This article was originally published in The Notebook. In August 2020, The Notebook became Chalkbeat Philadelphia.
In a shocking move, the School Reform Commission Thursday night voted to begin the process of turning over Wister Elementary School in Germantown to Mastery Charter, defying the recommendation of Superintendent Hite.
The move came through a surprise “walk-on” resolution proposed by Commissioner Sylvia Simms four hours into a marathon meeting. It was supported by two other members, giving the action a three-vote majority. Chair Marjorie Neff voted no. Member Farah Jimenez abstained.
The SRC also approved resolutions to turn over Cooke Elementary School in Logan to the Great Oaks Foundation and Huey Elementary in West Philadelphia to Global Leadership Academy, which followed Hite’s recommendations.
Hite had initially recommended the three schools for charter conversion under the Renaissance Schools initiative.
But he then changed his mind regarding Wister after reviewing data and concluding that the school had shown enough improvement over the past year to remain in the District and get extra supports. On the District’s School Progress Report, the school’s rating no longer falls in the lowest category, labeled "Intervene."
During the process of considering the move, a vocal contingent of parents supported Mastery, which worked hard to organize them, while another faction fought to keep the school within the District and stave off privatization.
The SRC’s action sparked both outrage and cheers in the crowded room. Some Mastery supporters shouted “Thank the Lord” while others, parents and advocates, decried the action and accused the SRC of breaking faith.
One member of the audience, Pastor Pamela Williams, shouted at Simms that she should have recused herself from the vote because “your sister works for Mastery.” Simms’ sister, Quibila Divine, is a senior account executive for Citizen Consulting Group, a Chicago-based “public engagement" firm that lists Mastery as one of its clients.

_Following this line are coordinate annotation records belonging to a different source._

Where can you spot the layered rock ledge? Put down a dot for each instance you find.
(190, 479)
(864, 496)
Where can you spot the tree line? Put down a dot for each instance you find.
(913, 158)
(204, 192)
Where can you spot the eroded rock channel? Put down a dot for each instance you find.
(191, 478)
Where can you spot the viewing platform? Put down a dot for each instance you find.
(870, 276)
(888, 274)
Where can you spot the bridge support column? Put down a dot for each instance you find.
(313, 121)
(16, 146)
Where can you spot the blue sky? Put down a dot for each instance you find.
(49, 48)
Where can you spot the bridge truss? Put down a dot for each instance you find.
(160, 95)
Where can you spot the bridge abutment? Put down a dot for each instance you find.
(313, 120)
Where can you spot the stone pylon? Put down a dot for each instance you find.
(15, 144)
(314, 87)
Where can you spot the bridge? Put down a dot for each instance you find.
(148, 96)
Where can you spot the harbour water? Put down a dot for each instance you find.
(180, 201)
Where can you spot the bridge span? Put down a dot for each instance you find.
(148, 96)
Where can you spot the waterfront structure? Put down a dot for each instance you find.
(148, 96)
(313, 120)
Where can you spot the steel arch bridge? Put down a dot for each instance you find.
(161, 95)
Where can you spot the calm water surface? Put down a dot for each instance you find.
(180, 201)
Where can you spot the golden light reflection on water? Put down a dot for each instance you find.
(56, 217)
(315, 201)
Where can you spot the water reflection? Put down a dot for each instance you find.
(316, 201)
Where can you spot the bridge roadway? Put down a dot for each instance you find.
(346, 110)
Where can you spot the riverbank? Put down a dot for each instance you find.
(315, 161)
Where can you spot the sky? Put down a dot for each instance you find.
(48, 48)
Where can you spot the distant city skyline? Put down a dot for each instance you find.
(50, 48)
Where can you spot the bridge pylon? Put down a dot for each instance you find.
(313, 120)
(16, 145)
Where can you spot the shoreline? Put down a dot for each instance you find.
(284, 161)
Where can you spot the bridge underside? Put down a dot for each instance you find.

Asked later about this, Simms said, “I don’t know what my sister’s got.”
In proposing her resolution, Simms said that she felt parents, especially poor parents of color, are being failed at Wister and other schools and that drastic action is necessary.
Commissioner Bill Green seconded the resolution and said later that Simms was concerned about the parents and “I support her in it."
Before voting, Commissioner Feather Houstoun explained torturously that in hindsight, she felt that Wister should not have been recommended to be a Renaissance charter. But given how the process had been started with the community, she concluded that the right thing to do was proceed with the next step, which is to invite Mastery to submit a charter application for Wister.
Simms, Green, and Houstoun each reiterated that they continue to support and respect Hite.
Hite said he was surprised but not shocked. “There were a lot of emotions,” he said. “They went in a different direction. That’s what boards do.”
He said that his turnabout on Wister “had nothing to do with Mastery,” but rather with a desire to “recognize progress in a District school. I felt it was no longer a candidate for that level of intervention.”
He observed that “this is what happens when you have finite resources and more needs than resources to fulfill the needs.”
Others were not so sanguine, and regarded the SRC’s last-minute action – which did an end-run around any opportunity for public comment — as the last straw in sealing their frustration with its leadership.
“Obviously doing this with a ‘walk-on’ resolution is an outrage,” said City Councilwoman Helen Gym, who attended the meeting “I came here to the SRC to talk about participation and building a bigger vision for schools. When they pull hijinks like this, it causes a tremendous amount of problems.”
Hite said this isn’t the final word on the charter conversions. The SRC vote authorizes each of the three organizations to submit a charter application. The SRC will take a final vote on those charters in April, Hite said.